OpenAI released GPT-5.2
Impressive release that hits SOTA in several important areas, like tool-use and vision, but the most exciting part for me is the improvement to long-context reasoning.

The thing about health data is that there’s usually a lot of it, and my experience with these models is that reasoning and instruction-following abilities tend to drop off once you get halfway through the context window. I’ve already noticed improvements in the 48h I’ve been using 5.2 for coding.
The HealthBench evals are about the same as GPT-5.1, but those are still really good.
If you’re not familiar with HealthBench, it’s is an eval released by OpenAI earlier this year designed to measure capabilities of AI systems for health. It essentially measures an model’s ability to give good advice in healthcare conversations.
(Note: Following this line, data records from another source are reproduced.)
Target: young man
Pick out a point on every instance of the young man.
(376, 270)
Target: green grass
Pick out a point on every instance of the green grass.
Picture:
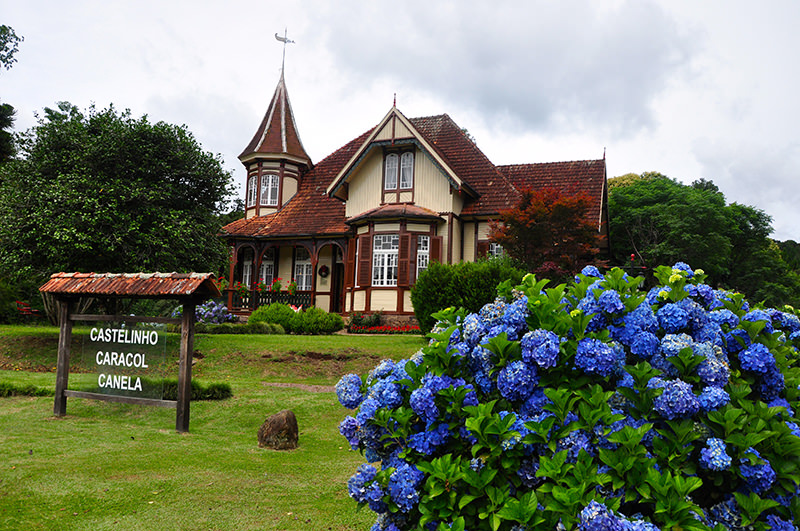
(116, 466)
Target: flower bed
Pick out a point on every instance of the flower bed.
(590, 405)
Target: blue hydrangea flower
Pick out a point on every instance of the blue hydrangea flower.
(758, 477)
(597, 517)
(542, 347)
(672, 318)
(516, 380)
(712, 398)
(348, 391)
(757, 358)
(714, 456)
(594, 356)
(610, 302)
(677, 401)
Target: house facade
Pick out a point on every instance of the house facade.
(353, 232)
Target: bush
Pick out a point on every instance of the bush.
(276, 312)
(592, 404)
(467, 285)
(245, 328)
(315, 321)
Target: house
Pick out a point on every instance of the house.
(355, 230)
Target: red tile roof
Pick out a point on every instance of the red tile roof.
(312, 212)
(153, 285)
(588, 176)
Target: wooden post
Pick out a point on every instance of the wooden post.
(62, 367)
(185, 366)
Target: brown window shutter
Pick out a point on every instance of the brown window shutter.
(365, 260)
(483, 249)
(404, 261)
(436, 249)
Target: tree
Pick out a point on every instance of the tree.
(7, 150)
(9, 46)
(106, 192)
(662, 221)
(548, 231)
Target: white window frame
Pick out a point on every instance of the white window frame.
(251, 191)
(423, 253)
(269, 189)
(385, 254)
(391, 169)
(407, 170)
(303, 269)
(266, 273)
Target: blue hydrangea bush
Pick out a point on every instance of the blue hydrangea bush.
(592, 404)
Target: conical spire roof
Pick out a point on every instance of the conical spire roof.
(277, 134)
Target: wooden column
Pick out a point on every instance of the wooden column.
(185, 366)
(62, 367)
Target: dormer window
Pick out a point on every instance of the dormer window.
(390, 177)
(269, 189)
(399, 169)
(407, 170)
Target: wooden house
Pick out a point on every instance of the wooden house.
(354, 230)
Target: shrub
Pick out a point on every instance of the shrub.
(590, 404)
(277, 313)
(315, 321)
(467, 285)
(210, 312)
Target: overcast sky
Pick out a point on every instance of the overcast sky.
(690, 89)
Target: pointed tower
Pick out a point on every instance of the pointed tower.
(275, 158)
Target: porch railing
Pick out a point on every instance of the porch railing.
(254, 299)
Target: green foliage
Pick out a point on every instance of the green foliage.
(660, 220)
(467, 285)
(588, 405)
(103, 191)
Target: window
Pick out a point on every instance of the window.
(423, 253)
(266, 273)
(407, 170)
(251, 191)
(302, 269)
(384, 259)
(390, 177)
(269, 190)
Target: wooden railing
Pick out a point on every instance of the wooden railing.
(255, 298)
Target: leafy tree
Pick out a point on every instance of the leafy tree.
(9, 46)
(548, 231)
(662, 221)
(7, 150)
(103, 191)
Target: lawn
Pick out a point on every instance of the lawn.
(115, 466)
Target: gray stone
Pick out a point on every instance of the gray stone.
(279, 431)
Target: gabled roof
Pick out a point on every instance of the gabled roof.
(311, 211)
(277, 134)
(588, 176)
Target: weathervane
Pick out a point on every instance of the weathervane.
(285, 41)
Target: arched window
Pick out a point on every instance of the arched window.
(390, 177)
(407, 170)
(269, 190)
(251, 191)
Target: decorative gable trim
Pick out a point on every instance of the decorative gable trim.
(373, 142)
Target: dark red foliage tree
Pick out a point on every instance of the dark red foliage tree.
(549, 232)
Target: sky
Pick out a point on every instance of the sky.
(688, 89)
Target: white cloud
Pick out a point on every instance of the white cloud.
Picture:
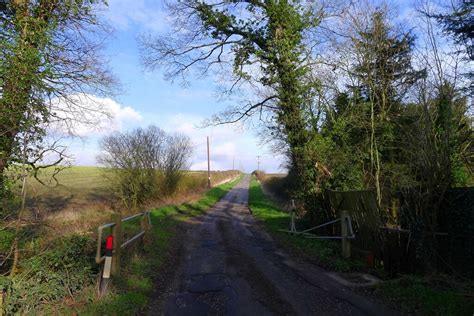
(88, 115)
(230, 144)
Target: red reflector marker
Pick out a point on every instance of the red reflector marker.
(109, 245)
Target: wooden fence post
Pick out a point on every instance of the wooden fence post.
(145, 227)
(346, 245)
(117, 233)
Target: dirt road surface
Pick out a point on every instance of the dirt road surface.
(229, 266)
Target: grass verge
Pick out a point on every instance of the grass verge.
(325, 253)
(135, 286)
(410, 294)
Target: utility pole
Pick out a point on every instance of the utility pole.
(208, 165)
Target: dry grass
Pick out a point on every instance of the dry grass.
(82, 198)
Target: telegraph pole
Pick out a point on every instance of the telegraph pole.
(208, 165)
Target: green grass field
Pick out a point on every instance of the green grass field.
(78, 199)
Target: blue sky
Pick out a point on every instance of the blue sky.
(147, 98)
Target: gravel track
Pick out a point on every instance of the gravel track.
(229, 266)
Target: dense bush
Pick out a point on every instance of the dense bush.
(61, 270)
(145, 162)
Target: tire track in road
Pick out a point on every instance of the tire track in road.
(231, 267)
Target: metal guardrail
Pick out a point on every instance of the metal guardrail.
(99, 258)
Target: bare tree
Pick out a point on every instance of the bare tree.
(177, 155)
(144, 162)
(49, 50)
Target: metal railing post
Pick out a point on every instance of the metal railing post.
(346, 244)
(117, 233)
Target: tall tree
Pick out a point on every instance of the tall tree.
(264, 42)
(49, 48)
(383, 74)
(459, 23)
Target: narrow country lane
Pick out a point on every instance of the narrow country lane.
(231, 267)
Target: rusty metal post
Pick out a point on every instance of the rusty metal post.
(346, 245)
(117, 233)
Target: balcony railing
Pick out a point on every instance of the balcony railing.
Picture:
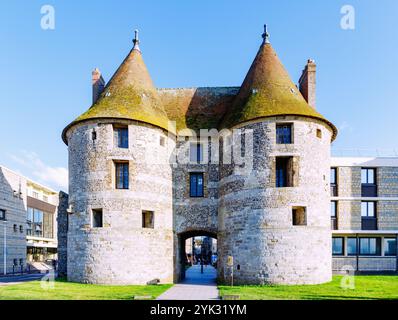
(369, 223)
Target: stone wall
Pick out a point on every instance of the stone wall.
(122, 251)
(13, 200)
(62, 223)
(255, 217)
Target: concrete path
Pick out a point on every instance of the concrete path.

Health-related model evals are super interesting and I plan on doing a dedicated post about them soon.
Microsoft releases an open-source evaluation framework for AI models in healthcare: HAIME
The software seems primarily geared for clinical, non-technical users to evaluate the usefulness of different AI models on real-world health tasks:
“Healthcare AI model evaluator enables healthcare organizations to move beyond vendor promises and generic leaderboards toward data-driven AI adoption decisions. It places the power of evaluation directly in the hands of those who understand clinical needs best—healthcare practitioners themselves.”
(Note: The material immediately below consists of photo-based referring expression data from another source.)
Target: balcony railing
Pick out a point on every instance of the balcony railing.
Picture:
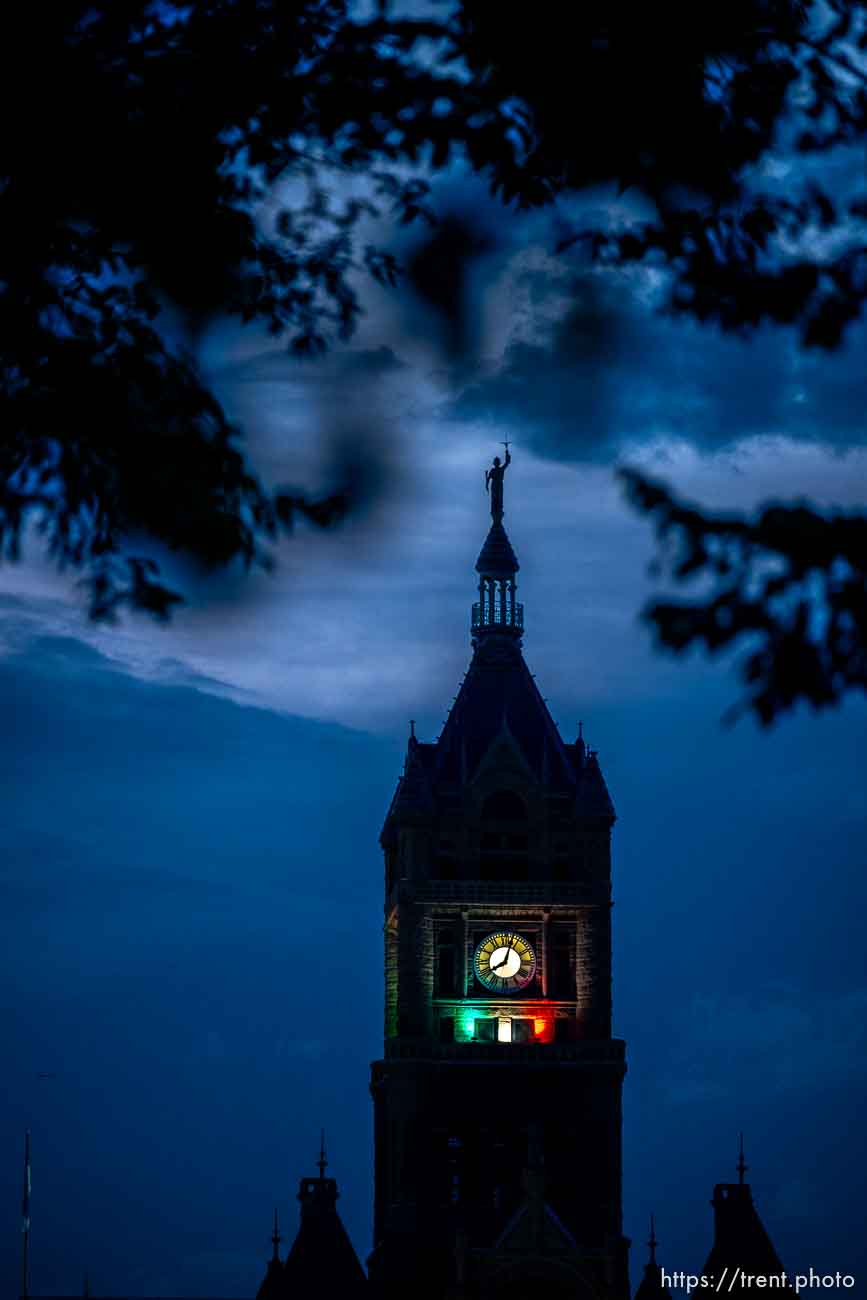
(507, 891)
(504, 618)
(603, 1052)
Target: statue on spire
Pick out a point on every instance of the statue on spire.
(494, 484)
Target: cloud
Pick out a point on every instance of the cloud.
(608, 372)
(779, 1039)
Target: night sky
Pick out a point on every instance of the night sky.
(191, 882)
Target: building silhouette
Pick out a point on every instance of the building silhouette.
(497, 1099)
Looks really neat - excited to play with it.
Review paper on AI chatbots vs human providers in empathy in patient care
“Your husband’s hangnail is pretty severe. You may want to start making arrangements. I see here he’s designated as an organ donor…” jk jk.
Upshot: Across 15 studies (mostly using GPT-3.5/4), most studies rated llm chatbot responses as more empathic than human clinicians in text-only scenarios, but evidence is mixed. Will be interesting to see how the newer generation models fare here.
Empirical Health releases JETS: a foundation model for processing health data
Impressive work for a small team (3 ppl, I think?) Inspired by Yann LeCun’s JEPA, Joint Embedding for Time Series (JETS) takes inputs of 63 channels of sensor data: heart rate, oxygen saturation, sleep stages, VO2Max, etc. The model was tested on both diagnosis and biomarker prediction tasks. JETS had high accuracy at detecting hypertension (87% AUROC), atrial flutter (70%), ME/CFS (81%), and sick sinus syndrome (87%).
Function Health, a startup that offers lab testing and body scans for early disease detection, raises $300 million in series B (Fierce)
HHS announces AI Strategy
“This infrastructure should emphasize centralization of data and governance to cut costs, reduce duplication, and enable secure, privacy-preserving, AI-ready access to HHS extramural and intramural studies, EHR, claims, cohorts, registries, surveillance, and human services data.”